The Devil still stood before him, close enough to kiss again, but on the right side Kit saw him as a vining of light and darkness, a twist of contradictions. Kit would have stepped back, but somehow those wings had crossed behind his back; he stood encircled by them and enfolded by the rich, heady pungency of sweat and good tobacco.

“I’ve dreamed of you,” Kit said, wondering.”

“And hast thy dream come true?”

“Not yet.” But he wasn’t sure it was truth as he said it.

“Now.” Lucifer whispered, and his breath at least was as hot as Kit thought it should be. “Bargain with me.”

Kit swallowed, shivered. The Devil’s hands stayed slack and open by hissides; only the wings restrained Kit. Who raised his chin to meet eyes that twitched at the corner with an almost smile. “Will Shakespeare,” he said. “I’m here to buy his life.

“The cost of that is dear.”

“How dear? I could take his place if I had to. But mayhap there’s somethin gelse…. I could pay you with a song.”

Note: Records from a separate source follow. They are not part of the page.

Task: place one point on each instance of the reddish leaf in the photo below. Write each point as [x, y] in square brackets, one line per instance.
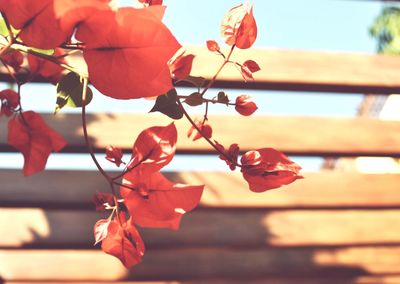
[101, 230]
[252, 66]
[231, 156]
[9, 102]
[239, 27]
[114, 155]
[124, 242]
[45, 68]
[151, 2]
[155, 147]
[14, 59]
[35, 140]
[244, 106]
[48, 23]
[248, 68]
[156, 202]
[206, 130]
[102, 200]
[127, 52]
[180, 68]
[212, 45]
[247, 32]
[268, 168]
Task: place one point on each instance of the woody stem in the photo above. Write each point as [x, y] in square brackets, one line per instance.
[207, 139]
[218, 71]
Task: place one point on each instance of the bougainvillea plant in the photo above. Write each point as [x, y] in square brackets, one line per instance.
[37, 36]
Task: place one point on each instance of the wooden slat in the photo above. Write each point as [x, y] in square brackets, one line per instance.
[220, 228]
[192, 264]
[292, 135]
[284, 279]
[69, 189]
[299, 70]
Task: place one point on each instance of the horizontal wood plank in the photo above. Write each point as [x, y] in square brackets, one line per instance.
[32, 227]
[284, 279]
[297, 70]
[292, 135]
[192, 264]
[74, 189]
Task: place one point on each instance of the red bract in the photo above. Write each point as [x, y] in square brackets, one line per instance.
[155, 202]
[48, 23]
[212, 45]
[127, 52]
[206, 130]
[151, 2]
[14, 59]
[244, 106]
[268, 168]
[124, 242]
[231, 156]
[248, 68]
[102, 200]
[239, 27]
[34, 139]
[101, 230]
[45, 68]
[114, 155]
[155, 147]
[180, 68]
[9, 102]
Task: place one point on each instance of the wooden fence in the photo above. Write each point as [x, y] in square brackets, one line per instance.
[331, 227]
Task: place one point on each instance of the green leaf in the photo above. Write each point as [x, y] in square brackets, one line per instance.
[223, 98]
[69, 92]
[167, 104]
[3, 27]
[4, 30]
[194, 99]
[48, 52]
[198, 82]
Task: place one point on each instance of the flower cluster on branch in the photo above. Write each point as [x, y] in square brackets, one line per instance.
[130, 54]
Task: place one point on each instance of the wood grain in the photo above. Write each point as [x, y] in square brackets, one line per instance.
[309, 136]
[330, 189]
[192, 264]
[34, 227]
[296, 70]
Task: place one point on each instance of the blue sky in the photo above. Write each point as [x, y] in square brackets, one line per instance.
[329, 25]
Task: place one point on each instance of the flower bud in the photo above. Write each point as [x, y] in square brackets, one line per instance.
[114, 155]
[244, 106]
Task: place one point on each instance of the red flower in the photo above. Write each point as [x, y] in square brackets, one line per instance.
[45, 68]
[239, 27]
[155, 202]
[244, 106]
[181, 66]
[9, 101]
[248, 68]
[231, 156]
[151, 2]
[206, 130]
[127, 52]
[31, 135]
[103, 200]
[268, 168]
[212, 45]
[122, 241]
[48, 23]
[114, 155]
[154, 147]
[14, 59]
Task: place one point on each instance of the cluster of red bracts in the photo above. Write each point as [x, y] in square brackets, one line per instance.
[152, 201]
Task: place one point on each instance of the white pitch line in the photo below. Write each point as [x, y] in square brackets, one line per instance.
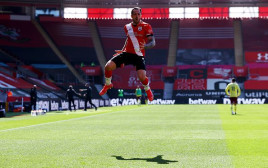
[11, 129]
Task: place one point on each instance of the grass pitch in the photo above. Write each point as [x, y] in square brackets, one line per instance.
[138, 136]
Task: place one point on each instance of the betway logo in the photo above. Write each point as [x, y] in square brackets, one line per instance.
[160, 101]
[202, 101]
[116, 102]
[245, 101]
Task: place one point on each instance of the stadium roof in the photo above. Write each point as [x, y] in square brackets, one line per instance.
[141, 3]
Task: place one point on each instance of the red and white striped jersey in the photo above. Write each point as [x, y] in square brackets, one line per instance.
[137, 35]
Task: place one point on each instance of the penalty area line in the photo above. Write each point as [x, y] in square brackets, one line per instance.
[54, 122]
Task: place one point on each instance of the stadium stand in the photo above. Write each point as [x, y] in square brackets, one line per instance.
[74, 40]
[22, 39]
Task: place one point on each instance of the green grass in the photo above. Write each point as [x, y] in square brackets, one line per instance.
[138, 136]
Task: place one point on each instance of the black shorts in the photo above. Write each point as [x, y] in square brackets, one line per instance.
[129, 59]
[233, 100]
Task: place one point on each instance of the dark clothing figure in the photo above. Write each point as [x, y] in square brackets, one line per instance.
[88, 96]
[70, 96]
[33, 94]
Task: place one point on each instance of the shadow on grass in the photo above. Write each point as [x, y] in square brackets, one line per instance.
[158, 159]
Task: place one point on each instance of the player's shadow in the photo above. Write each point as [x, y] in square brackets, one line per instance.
[158, 159]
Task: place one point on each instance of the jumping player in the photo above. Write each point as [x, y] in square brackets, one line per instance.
[233, 90]
[139, 37]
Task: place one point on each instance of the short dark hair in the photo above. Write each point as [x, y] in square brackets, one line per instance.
[135, 8]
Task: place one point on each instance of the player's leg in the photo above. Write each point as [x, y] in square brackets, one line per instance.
[90, 101]
[234, 108]
[141, 72]
[145, 82]
[85, 106]
[70, 108]
[111, 65]
[235, 103]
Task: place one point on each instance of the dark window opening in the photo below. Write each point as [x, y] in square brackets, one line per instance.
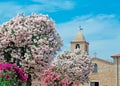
[94, 83]
[95, 68]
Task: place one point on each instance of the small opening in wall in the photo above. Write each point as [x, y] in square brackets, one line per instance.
[94, 83]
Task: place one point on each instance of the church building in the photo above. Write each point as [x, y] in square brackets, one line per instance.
[104, 73]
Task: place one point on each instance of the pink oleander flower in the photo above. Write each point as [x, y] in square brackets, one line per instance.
[32, 42]
[7, 68]
[76, 65]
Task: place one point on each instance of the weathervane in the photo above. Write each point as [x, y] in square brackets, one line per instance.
[80, 28]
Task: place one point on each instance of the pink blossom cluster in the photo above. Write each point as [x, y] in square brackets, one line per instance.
[32, 40]
[77, 65]
[12, 71]
[53, 77]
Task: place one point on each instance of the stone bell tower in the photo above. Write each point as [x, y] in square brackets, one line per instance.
[79, 42]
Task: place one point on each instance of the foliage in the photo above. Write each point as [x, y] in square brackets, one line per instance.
[29, 41]
[53, 77]
[10, 74]
[76, 65]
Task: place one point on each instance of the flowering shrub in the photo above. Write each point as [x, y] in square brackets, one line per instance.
[30, 41]
[76, 65]
[10, 73]
[54, 77]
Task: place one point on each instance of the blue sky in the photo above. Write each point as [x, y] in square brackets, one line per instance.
[100, 20]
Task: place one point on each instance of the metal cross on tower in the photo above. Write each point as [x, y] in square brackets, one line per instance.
[80, 28]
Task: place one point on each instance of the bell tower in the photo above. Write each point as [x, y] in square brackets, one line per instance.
[79, 42]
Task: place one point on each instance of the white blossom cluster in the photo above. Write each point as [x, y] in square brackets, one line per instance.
[76, 65]
[32, 40]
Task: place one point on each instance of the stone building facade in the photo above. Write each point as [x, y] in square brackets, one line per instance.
[105, 73]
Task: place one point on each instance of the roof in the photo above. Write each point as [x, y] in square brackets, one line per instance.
[79, 37]
[116, 55]
[95, 58]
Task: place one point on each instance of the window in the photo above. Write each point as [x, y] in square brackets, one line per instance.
[77, 46]
[95, 68]
[94, 83]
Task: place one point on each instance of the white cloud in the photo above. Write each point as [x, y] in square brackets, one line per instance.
[56, 4]
[101, 31]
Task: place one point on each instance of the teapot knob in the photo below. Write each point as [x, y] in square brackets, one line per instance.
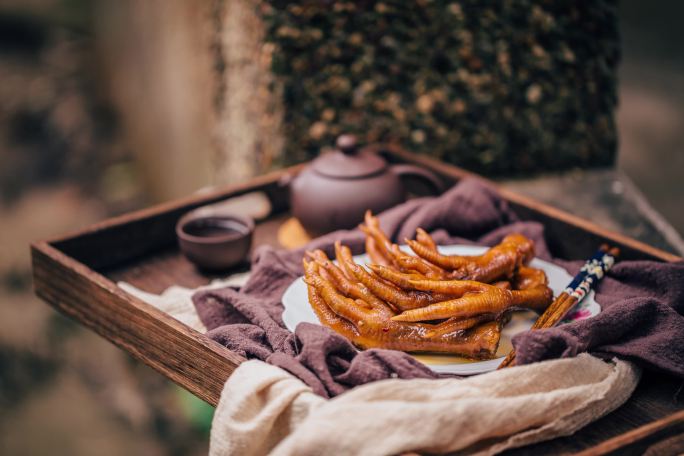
[347, 144]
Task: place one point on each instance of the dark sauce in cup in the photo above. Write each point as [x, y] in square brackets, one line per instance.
[215, 227]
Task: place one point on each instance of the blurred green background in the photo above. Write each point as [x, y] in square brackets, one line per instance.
[103, 110]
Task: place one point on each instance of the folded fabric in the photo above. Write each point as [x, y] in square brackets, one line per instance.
[641, 319]
[264, 410]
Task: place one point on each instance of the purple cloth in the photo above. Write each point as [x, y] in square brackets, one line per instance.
[642, 302]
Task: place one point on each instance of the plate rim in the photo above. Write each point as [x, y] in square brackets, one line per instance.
[476, 366]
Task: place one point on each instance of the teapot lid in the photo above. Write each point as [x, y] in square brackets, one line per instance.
[347, 161]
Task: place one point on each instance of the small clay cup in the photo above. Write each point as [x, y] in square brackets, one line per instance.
[215, 241]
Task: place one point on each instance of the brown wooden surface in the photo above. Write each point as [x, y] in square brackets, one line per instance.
[77, 274]
[180, 353]
[664, 436]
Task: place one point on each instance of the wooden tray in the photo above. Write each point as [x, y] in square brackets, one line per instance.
[77, 274]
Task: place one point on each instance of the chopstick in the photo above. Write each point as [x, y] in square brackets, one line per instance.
[580, 286]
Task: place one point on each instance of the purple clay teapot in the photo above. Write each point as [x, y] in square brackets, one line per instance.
[338, 187]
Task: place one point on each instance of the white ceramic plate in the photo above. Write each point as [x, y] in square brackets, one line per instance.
[298, 310]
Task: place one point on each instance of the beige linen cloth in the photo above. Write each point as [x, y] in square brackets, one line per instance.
[263, 409]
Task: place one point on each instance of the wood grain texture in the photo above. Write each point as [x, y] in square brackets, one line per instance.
[178, 352]
[656, 397]
[658, 435]
[76, 274]
[144, 232]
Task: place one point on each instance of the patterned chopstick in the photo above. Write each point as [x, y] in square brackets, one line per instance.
[580, 286]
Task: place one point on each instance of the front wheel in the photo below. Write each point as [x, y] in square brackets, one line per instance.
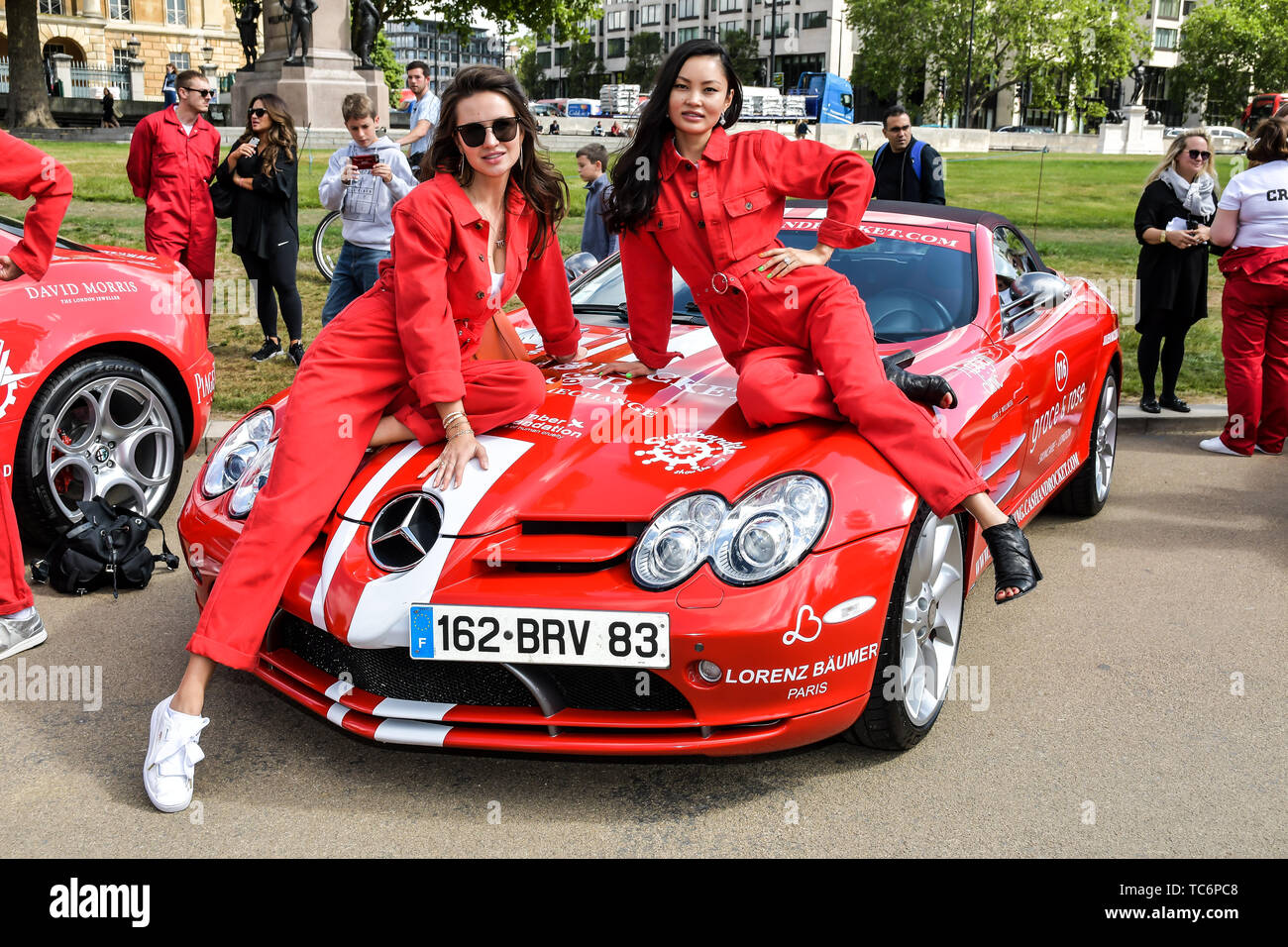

“Thine art might be enough to buy his freedom. Thy soul.”

“Mine art. All of it?”

Just that smile. The wings parted, shifted, opened. Lucifer stepped away half lovely swan-winged man, half vortex of light and shadow, and looked down, bowing his long aristocratic neck.

“What about my body?”

A gesture, as if the Devil reached out and pulled something from a table, although there was no table near him. He wheeled about, wings furled tight, their peaks reaching three foot or more over his head, their primaries brushing the floor. Still silent, he tossed the black thing that swung from his fingers at Kit. It sailed heavily though the air; Kit got his hands up in time and caught it, barking his fingertips. And almost dropped it, when he saw what he held.

Rough iron bands abraded his skin; if it were locked in place they would go across the top of his skull, under the chin, around the sides. Hinges made the thing to be opened. A padlock hung from the cheek-piece. The bit or mouthpiece was flat and broad, the size of a small woman’s palm, scattered with blades that would score his tongue and palate, worse if he was so foolish as to try to talk. It weighed a great deal.

“A scold’s bridle.”

Lucifer smiled, and as if the smile cast a shadow over him, seemed to change and darken. Kit found himself looking further up, into eyes he saw in his nightmares. Richard Baines. God help me.

“Holla,” the image said, his lips moving gently, “ye pampered Jades of Asia.”

Kit might have dropped the thing in his hands and run. But there was only abyss to run to, and his right eye showed him that same dancing twist of mocking light with the suggestion of wings behind it. And Will was here.

Somewhere.

“Father of lies,” Kit said. White feathers settled.

“Welcome to Hell, Christofer Marley. What wilt thou sell me for the freedom of thy friend?.”

“I…” He looked down at the instrument of torture in his hands, and remembered something a Faerie Queen had said, about mortal men and bindings. “If this is what it takes, Satan, I will do it. But I think I have something you would value more than a little sport to my torment.”